- In this data-driven-age, every small and large organization is taking their business decisions based on the data insights.
- Transformation of raw data into usable cleaned data is crucial to take data-driven-decisions.
- Data cleaning and preparation takes valuable time away from real data science work – model building and deployment
- Bulk time is spent on data preparation (According to Anaconda survey-2020, on average 45% of time is spent on data preparation, 21% of time spent on visualization)
DataMidWare accelerates data preparation, analysis, and visualization tasks under a unified and single framework to overcome efficiency gap
DataMidWare is a data middleware python library which accelerates data preparation, analysis, and visualization tasks by integrating different technologies, software, and libraries using its APIs.
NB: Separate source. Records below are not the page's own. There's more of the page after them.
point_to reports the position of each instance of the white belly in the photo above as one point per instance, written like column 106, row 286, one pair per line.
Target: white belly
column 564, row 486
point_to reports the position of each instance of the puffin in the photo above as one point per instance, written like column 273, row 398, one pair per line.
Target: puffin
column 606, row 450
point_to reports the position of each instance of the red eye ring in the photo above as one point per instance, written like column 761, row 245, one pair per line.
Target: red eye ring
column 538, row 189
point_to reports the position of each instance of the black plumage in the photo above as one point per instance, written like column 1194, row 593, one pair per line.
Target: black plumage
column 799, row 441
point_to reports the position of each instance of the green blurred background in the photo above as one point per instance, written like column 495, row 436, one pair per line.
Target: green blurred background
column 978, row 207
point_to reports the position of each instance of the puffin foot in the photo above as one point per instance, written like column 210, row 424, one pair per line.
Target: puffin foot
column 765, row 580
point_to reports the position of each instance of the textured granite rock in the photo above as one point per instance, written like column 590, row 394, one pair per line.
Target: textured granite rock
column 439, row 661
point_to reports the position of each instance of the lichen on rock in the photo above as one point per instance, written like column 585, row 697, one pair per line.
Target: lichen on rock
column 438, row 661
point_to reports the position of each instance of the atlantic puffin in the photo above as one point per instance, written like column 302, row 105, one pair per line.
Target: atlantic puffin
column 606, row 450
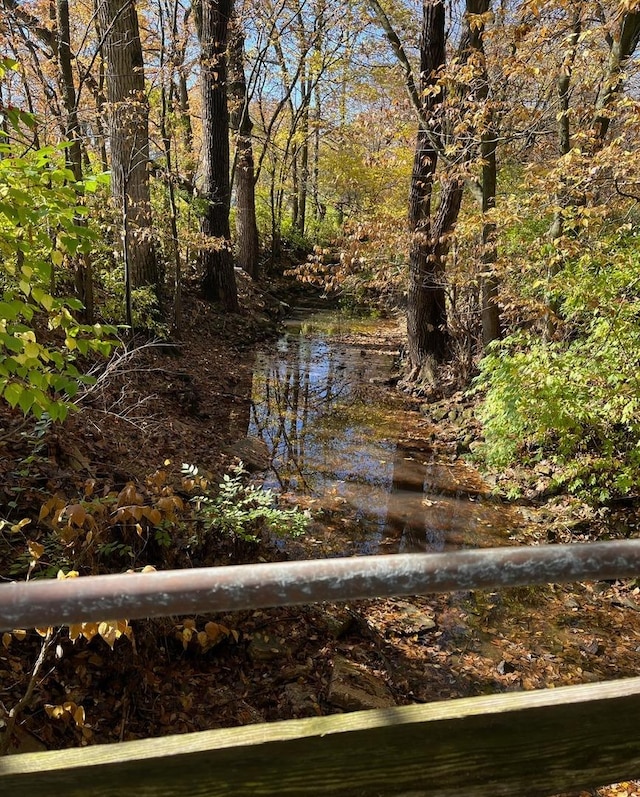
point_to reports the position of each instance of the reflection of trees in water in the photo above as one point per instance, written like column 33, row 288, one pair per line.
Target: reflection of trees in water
column 292, row 396
column 315, row 408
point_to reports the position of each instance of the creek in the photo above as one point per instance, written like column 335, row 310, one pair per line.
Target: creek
column 358, row 452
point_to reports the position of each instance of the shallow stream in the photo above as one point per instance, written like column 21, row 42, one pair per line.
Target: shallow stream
column 357, row 452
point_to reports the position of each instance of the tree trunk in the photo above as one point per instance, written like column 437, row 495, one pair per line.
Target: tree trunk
column 218, row 282
column 129, row 135
column 426, row 307
column 490, row 311
column 623, row 46
column 248, row 245
column 83, row 272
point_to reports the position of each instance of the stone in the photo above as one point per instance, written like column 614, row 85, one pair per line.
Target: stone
column 336, row 621
column 352, row 688
column 267, row 647
column 402, row 618
column 302, row 699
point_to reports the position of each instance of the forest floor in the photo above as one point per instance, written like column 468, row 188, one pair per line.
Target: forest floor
column 168, row 405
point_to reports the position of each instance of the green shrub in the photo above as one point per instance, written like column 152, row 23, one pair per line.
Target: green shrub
column 244, row 511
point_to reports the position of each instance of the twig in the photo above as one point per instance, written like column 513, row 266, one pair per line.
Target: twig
column 16, row 711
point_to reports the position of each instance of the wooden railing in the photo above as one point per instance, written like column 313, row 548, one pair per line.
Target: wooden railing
column 524, row 743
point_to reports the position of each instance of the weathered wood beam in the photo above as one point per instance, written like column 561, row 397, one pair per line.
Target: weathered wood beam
column 519, row 743
column 157, row 594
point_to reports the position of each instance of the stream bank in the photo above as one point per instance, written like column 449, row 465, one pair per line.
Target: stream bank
column 284, row 663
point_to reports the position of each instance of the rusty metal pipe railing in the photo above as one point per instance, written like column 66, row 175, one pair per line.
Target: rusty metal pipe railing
column 222, row 589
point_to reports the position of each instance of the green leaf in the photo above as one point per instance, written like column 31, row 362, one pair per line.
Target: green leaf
column 12, row 393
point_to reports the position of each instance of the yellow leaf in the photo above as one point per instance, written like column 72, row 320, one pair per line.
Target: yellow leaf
column 55, row 712
column 19, row 526
column 35, row 549
column 75, row 631
column 77, row 514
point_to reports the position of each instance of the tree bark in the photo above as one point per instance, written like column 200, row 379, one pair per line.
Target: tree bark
column 474, row 41
column 248, row 244
column 426, row 306
column 218, row 282
column 83, row 276
column 623, row 46
column 129, row 135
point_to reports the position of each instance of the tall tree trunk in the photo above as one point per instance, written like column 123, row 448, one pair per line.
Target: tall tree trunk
column 248, row 244
column 218, row 282
column 490, row 311
column 623, row 45
column 129, row 136
column 426, row 307
column 83, row 272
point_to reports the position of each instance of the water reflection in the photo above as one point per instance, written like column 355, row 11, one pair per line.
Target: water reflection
column 336, row 436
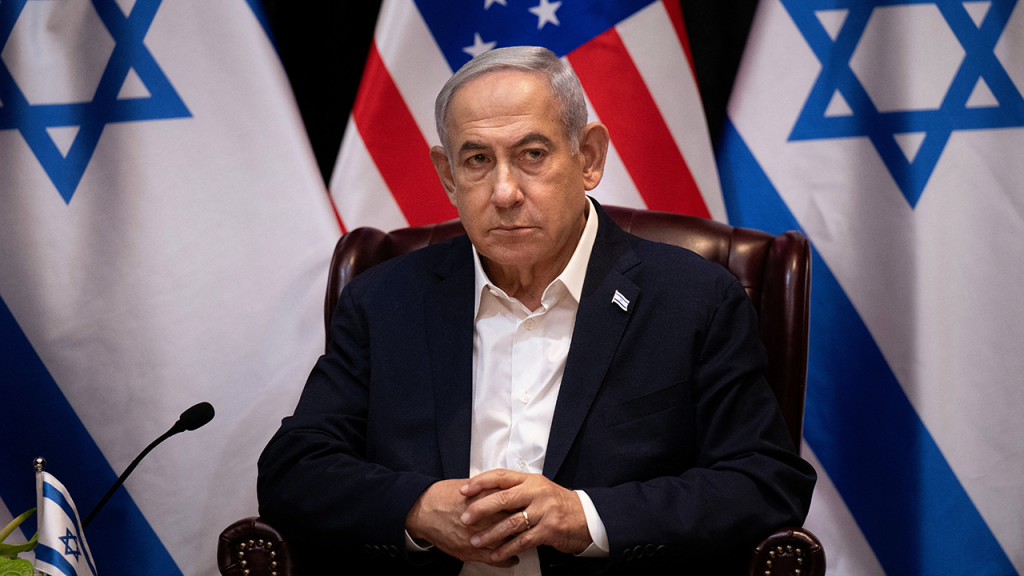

The DataMidWare performs the following tasks:
- Provides direct interactions with database, data preparation & processing tool, algorithm library, and data visualization tool using its APIs.
- Imports and parses raw data (csv, json, txt, xml) from different sources and load to database (MySQL, NoSQL).
- Produces clean data from raw format and stores into database for analysis
- Performs SQL queries using its APIs
- Performs data analysis on the data stored in database
- Provides direct visualization of csv, json data, and data stored in database
- Exports data in different format (csv, json) from database.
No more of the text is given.